Technologia jako dziedzina humanistyczna
Mimo, że technologia istnieje wyłącznie ze względu na wpisaną w ludzką naturę potrzebę upraszczania sposobów realizacji swoich celów (co niestety nie zawsze oznacza osiąganie długofalowej korzyści), nie postrzegamy technologii jako dziedziny bliskiej naszej naturze. Co więcej, im bliższa naszemu życiu technologia, tym (do pewnego czasu) większy opór przed jej stosowaniem. Z jednej strony czujemy wspomnianą już obawę przed nieznanym. Z drugiej strony - bardzo często otaczająca nas technologia występuje w wydaniu mało intuicyjnym, trudnym w bezpośrednim użyciu, nieprzyjemnym, słowem: nie dostosowanym do człowieka.
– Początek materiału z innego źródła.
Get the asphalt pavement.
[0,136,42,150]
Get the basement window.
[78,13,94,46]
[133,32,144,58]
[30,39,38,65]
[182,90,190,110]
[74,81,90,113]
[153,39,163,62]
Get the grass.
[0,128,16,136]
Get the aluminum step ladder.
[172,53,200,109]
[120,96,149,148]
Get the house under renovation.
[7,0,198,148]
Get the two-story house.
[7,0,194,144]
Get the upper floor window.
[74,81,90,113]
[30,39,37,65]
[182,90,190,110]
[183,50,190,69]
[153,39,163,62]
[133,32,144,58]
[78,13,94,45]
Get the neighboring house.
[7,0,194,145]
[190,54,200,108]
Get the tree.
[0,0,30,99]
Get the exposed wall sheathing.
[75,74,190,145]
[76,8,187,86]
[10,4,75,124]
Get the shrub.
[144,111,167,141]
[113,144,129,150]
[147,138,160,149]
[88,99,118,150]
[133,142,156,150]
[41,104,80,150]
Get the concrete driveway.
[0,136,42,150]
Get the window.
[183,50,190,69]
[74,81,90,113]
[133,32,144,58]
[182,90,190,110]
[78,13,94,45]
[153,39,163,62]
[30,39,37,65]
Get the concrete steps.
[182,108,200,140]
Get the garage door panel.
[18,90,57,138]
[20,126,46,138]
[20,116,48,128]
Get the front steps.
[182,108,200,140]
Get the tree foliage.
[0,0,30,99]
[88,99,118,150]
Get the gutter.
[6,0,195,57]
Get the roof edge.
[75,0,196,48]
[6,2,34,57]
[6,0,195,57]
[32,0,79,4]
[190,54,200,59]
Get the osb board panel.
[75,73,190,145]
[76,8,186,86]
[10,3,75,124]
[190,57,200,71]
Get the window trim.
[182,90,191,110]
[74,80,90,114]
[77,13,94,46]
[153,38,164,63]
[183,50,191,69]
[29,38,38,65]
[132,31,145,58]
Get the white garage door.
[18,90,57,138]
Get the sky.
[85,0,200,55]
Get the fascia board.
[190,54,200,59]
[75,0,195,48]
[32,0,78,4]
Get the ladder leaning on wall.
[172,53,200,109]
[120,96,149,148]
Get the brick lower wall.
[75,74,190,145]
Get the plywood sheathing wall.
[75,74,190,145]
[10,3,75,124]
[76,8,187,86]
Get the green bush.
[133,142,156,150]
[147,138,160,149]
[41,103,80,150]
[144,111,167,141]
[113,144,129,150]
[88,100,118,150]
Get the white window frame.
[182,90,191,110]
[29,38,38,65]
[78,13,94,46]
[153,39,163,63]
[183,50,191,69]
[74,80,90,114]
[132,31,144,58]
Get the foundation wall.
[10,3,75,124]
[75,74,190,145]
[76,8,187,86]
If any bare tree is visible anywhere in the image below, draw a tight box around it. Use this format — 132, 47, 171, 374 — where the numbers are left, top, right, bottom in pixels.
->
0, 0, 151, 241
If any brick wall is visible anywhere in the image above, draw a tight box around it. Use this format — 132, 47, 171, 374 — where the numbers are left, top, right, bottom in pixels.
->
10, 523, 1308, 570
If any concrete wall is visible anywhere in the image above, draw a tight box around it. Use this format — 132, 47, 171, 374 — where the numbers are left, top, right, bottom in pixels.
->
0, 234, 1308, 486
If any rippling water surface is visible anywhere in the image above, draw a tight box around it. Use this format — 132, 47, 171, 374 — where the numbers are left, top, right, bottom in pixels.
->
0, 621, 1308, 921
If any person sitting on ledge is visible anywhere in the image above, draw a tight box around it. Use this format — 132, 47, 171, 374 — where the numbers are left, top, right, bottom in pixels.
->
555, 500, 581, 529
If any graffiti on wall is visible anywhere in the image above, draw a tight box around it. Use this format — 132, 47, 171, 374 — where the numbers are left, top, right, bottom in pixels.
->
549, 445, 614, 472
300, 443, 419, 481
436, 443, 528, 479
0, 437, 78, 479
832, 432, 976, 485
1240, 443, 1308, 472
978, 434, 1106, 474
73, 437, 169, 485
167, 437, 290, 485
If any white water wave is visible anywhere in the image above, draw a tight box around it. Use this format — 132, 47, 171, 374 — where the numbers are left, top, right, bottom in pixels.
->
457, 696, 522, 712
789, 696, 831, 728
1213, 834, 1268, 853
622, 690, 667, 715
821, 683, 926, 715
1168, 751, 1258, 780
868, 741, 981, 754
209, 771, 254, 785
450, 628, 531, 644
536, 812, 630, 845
Koncept HTI zakłada tworzenie technologii nie wzbudzającej tych negatywnych odruchów. Z tego względu technologię zgodną z HTI cechuje:
  • Niski “próg wejścia” - użycie technologii przychodzi łatwo
  • Transparentne i dobrze zrozumiałe przeznaczenie - wykorzystując technologię mamy poczucie sensowności naszych zachowań  
  • Jej użycie nie rodzi konfliktów natury etycznej, nie wpływają negatywnie na nasze poczucie porządku, oraz nie powodują szkody dla innych członków społeczeństwa
  • Podległość człowiekowi - wykorzystanie technologii jest dobrowolne, oraz nie odbiera nam swobody
  • Zmniejszanie barier - technologia umożliwia nam lepszy kontakt z inną technologią, innymi ludźmi, swoim otoczeniem lub po prostu ułatwia nasze życie
Krótko mówiąc, technologia zgodna z HTI jest dopasowana do człowieka, odpowiada jego naturze i potrzebom. Tak zaprojektowaną technologię możemy więc zaklasyfikować jako humanistyczną - stawiającą człowieka i jego rozwój w centrum.